Os biógrafos de Dom Beauduin sublinham a ideia ecumênica da benedicção que oferece uma alternativa à absorção:

“Na verdade, sob a capa de um historiador, Beauduin se comportou como eclesiólogo e ecumenista e deu um impulso à história. Como eclesiólogo, ele tinha em mente uma Igreja descentralizada, que admitiria uma certa pluralidade de ritos, de disciplina e de governo, estendendo a uma parte da Igreja ocidental o que era reconhecido por Roma para as Igrejas orientais; a ideia era particularmente interessante. Como ecumenista, ele se destacava da mentalidade unionista vigente, que só contemplava a união na forma de um retorno.

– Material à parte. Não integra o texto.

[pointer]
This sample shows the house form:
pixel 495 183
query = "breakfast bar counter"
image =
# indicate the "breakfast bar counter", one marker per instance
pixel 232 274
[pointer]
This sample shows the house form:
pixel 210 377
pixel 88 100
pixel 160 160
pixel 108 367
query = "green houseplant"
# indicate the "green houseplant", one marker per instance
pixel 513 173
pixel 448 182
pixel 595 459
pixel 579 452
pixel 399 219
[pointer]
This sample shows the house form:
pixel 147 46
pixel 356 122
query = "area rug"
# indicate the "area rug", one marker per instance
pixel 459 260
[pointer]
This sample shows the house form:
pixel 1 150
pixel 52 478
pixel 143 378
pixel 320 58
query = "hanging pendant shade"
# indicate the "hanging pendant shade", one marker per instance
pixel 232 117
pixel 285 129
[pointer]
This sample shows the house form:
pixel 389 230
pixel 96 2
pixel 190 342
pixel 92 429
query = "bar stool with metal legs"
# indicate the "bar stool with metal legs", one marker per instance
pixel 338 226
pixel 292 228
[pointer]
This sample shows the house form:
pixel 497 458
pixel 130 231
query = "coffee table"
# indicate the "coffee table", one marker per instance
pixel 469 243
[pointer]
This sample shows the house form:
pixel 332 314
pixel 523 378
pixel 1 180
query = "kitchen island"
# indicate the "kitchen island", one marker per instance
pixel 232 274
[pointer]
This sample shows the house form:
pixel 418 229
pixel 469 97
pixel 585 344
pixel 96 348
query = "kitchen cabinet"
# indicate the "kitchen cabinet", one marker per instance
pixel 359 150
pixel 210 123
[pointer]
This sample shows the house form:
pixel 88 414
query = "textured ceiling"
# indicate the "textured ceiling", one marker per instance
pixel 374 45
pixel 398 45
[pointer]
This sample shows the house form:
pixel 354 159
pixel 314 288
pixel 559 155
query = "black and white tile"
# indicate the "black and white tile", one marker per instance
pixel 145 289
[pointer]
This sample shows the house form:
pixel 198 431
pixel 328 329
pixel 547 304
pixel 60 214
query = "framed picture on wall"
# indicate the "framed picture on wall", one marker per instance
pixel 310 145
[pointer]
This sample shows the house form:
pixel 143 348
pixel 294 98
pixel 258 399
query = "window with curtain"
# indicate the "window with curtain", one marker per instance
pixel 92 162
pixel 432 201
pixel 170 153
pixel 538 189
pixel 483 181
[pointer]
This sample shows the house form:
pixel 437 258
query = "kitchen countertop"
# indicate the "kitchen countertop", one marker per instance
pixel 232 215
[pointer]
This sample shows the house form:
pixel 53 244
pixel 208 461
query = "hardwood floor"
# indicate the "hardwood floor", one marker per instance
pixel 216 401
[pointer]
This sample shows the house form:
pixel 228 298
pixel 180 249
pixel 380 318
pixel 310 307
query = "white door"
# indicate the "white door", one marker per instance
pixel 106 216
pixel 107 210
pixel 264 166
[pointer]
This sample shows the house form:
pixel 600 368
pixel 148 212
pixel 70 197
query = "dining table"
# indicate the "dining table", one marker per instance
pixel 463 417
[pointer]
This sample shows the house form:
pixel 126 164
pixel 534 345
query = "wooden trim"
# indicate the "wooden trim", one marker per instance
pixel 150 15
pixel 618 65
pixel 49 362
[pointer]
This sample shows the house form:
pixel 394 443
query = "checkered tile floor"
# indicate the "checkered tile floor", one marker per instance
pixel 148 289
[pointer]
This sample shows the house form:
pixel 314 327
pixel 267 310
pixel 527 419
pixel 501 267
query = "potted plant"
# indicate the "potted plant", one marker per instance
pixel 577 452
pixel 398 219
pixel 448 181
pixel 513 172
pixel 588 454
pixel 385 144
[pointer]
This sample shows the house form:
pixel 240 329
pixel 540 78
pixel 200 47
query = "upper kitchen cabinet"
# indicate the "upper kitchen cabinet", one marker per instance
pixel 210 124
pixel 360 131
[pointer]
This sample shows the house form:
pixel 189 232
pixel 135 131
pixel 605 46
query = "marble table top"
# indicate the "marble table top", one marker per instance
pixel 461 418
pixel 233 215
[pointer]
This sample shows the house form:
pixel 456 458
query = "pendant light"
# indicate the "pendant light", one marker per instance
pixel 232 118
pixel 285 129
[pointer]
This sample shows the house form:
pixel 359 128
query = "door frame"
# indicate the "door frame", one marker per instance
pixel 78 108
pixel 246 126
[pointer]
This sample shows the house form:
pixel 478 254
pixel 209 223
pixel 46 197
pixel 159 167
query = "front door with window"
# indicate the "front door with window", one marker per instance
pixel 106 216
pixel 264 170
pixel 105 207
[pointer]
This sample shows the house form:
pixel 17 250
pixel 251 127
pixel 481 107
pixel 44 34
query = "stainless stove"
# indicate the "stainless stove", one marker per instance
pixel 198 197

Para sustentar sua posição teológica, ele fez uma história ao contrário, buscando fatos e documentos que demonstrassem que a fórmula de união que ele imaginara não era utópica, pois não era realmente nova.

Era, portanto, uma certa concepção da unidade da Igreja, mais teológica do que histórica, que o inspirava, uma concepção que ele moldou em uma fórmula particularmente feliz e sugestiva. Ela se recomendava pelo fato de que a forma de união preconizada não implicava para a Comunhão anglicana nem naufrágio nem submissão. O obstáculo psicológico, que poderia ser profundamente prohibitivo, foi assim afastado. Colocar a carroça à frente dos bois, longe de ser uma insanidade, era, nesse caso, um método que poderia fazer vislumbrar aos anglicanos que a inevitável e capital discussão dogmática, que deveria ocorrer cedo ou tarde, poderia resultar em algo mais do que a absorção ou a perda de identidade. De qualquer forma, a fórmula 'unida não absorvida' era carregada de uma direção. Ela indicava uma via a ser explorada. A elaboração deste relatório levou, por outro lado, o padre Lambert a uma consciência mais clara da natureza universal de todo esforço em direção à unidade da Igreja: por razões teológicas e eclesiológicas, um trabalho de aproximação com os anglicanos não pode ser concebido independentemente de uma iniciativa análoga com os ortodoxos. O beneditino, que até então, só se preocupara em estabelecer contatos com os orientais, manifestará agora um crescente interesse pelo anglicanismo, enquanto sua reflexão teológica já o conduzia há algum tempo ao universalismo.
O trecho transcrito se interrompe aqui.